A growing body of research, from the Kelley lab and others, has shown that people tend to remember social information (and information they perceive to be social or from social sources) better than nonsocial information.
The present study showed that simply capitalizing one word in a sentence can boost a person’s memory by roughly 17%, provided that the capital letter indicates the presence of a person in a sentence. That is, people tend to remember “The rain drenched Daisy” significantly better than the nearly identical sentence “The rain drenched the daisy” because the former is perceived as more social.

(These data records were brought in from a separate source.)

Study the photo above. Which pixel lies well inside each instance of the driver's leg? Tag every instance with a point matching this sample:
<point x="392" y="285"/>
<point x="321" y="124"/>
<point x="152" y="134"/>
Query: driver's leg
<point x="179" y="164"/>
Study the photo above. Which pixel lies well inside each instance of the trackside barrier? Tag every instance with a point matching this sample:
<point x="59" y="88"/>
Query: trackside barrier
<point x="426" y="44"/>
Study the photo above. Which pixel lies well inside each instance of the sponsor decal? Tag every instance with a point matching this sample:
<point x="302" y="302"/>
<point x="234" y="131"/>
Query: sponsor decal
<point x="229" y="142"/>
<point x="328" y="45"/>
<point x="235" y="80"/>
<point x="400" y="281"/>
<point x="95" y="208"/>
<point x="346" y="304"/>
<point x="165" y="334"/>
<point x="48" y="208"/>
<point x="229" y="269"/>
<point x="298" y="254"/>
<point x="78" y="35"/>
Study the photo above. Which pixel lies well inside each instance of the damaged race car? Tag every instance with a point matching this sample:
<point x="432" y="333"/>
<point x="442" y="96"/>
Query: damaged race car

Despite this memory enhancement, when people attempt to remember collaboratively (i.e., working together during recall), they tend to recall fewer details than when two people remember individually and pool their recalls. According to Kelley, “We see two very different effects of social processing at work. On the one hand, encoding information in a social way enhances memory, but remembering information in a social way disrupts memory.”
The study, titled “Collaborative Inhibition Persists Following Social Processing,” is co-authored by Kelley and the students along with Matthew Reysen from the University of Mississippi. It will appear in the winter issue of the Journal of Cognitive Psychology.
Carli, who is currently studying abroad in Costa Rica, is interested in looking at memory and the impacts of learning languages and cultures. She plans to get her PhD in neuropsychology.
“Professor Kelley was very encouraging and made me realize that conducting research experiments is something I could continue to do for a career,” Carli said. “I think it is sometimes difficult for students to imagine themselves getting into research because it might seem too tedious, but when you work with the right people, it is a rather fulfilling task.”